Suara.com - Isu perombangan kabinet atau reshuffle kembali mencuat, apalagi setelah Presiden Jokowi geram hingga mengultimatum soal pergantian pejabat karena anggaran negara dipakai untuk membeli barang impor. Namun, kemarahan Jokowi hingga ancaman reshuffle itu disorot banyak kalangan.
Terkait hal itu, Direktur Eksekutif Indonesia Political Opinion (IPO), Dedi Kurnia menilai jika Jokowi sudah terlalu sering memberikan ancaman dalam forum resmi. Sehingga hal itu menjadi sulit dibedakan mana basa-basi mana yang ancaman serius.
"Sulit memisahkan mana ancaman yang miliki konsekuensi kebijakan, dan mana yang hanya sebatas basa-basi sebagai materi pidato," kata Dedi saat dihubungi, Jumat (25/3/2022).
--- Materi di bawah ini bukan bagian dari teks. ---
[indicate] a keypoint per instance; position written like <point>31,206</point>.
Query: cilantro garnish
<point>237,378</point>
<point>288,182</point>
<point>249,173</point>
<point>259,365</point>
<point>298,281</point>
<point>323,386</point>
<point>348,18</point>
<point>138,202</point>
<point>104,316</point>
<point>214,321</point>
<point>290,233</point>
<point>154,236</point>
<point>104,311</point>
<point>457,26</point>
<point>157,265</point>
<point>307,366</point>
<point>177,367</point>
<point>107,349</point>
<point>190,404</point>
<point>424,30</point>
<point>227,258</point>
Pengamat politik ini menganggap Jokowi kerap memberikan suara lantang selama menjabat sebagai kepala negara, misalnya saat menyebut larangan impor, menolak keras wacana penambahan periode presiden, hingga larangan rangkap jabatan ketua umum parpol dengan menteri.
Menurutnya, hal itu gaya berpidato dari kepala negara.
"Itu hanya keras di lisan, segera diperbaiki beberapa waktu kemudian. Sehingga statemen keras itu sudah menjadi kebiasaan gaya pidato, bukan pokok pesan, hanya semacam bagian dari intonasi semata," ujarnya.
Lebih lanjut, Dedi mengatakan, sebagai pemegang kuasa, Jokowi seharusnya tak hanya memberikan ancaman, tapi juga harus langsung bertindak.
"Jika memang Jokowi semerdeka itu dalam memimpin negara sekaligus pemerintah, mungkin ia (Jokowi) tidak hobi mengancam, tetapi langsung bertindak," katanya.
"Tetapi kita lihat bagaimana kekacauan di Kemenaker, Kemendag, dan kementerian lain yang selama ini seolah inkoordinatif dengan Presiden, tetapi semua baik-baik saja."
Ancaman Presiden
Diketahui, Jokowi tidak segan memberikan ancaman kepada menteri, kepala daerah, kepala lembaga negara dan BUMN untuk diganti apabila tidak menggunakan anggaran dengan membeli produk-produk dalam negeri. Pasalnya, ia merasa jengkel anggaran negara dan daerah malah lebih sering digunakan untuk membeli barang-barang impor.
Pemerintah memang mengalokasikan Rp 400 triliun anggaran belanja untuk usaha mikro, kecil dan menengah (UMKM) untuk 2022. Akan tetapi, Jokowi mengecek baru digunakan senilai Rp 214 triliun saja.
Ia lantas menyinggung Kementerian Pendidikan dan Kebudayaan (Kemendikbud) yang baru menggunakan Rp 2 triliun. Padahal anggaran yang diterimanya itu sekitar Rp 29 triliun.
Itu disampaikannya saat memberikan pengarahan kepada menteri Kabinet Indonesia Maju, kepala lembaga, kepala daerah se-Indonesia dan Badan Usaha Milik Negara tentang aksi afirmasi bangga buatan Indonesia di Bali, Jumat (25/3/2022).
"Ini kelihatannya ada yang enggak semangat di dalam kementerian," kata Jokowi sebagaimana dikutip melalui YouTube Sekretariat Presiden, Jumat.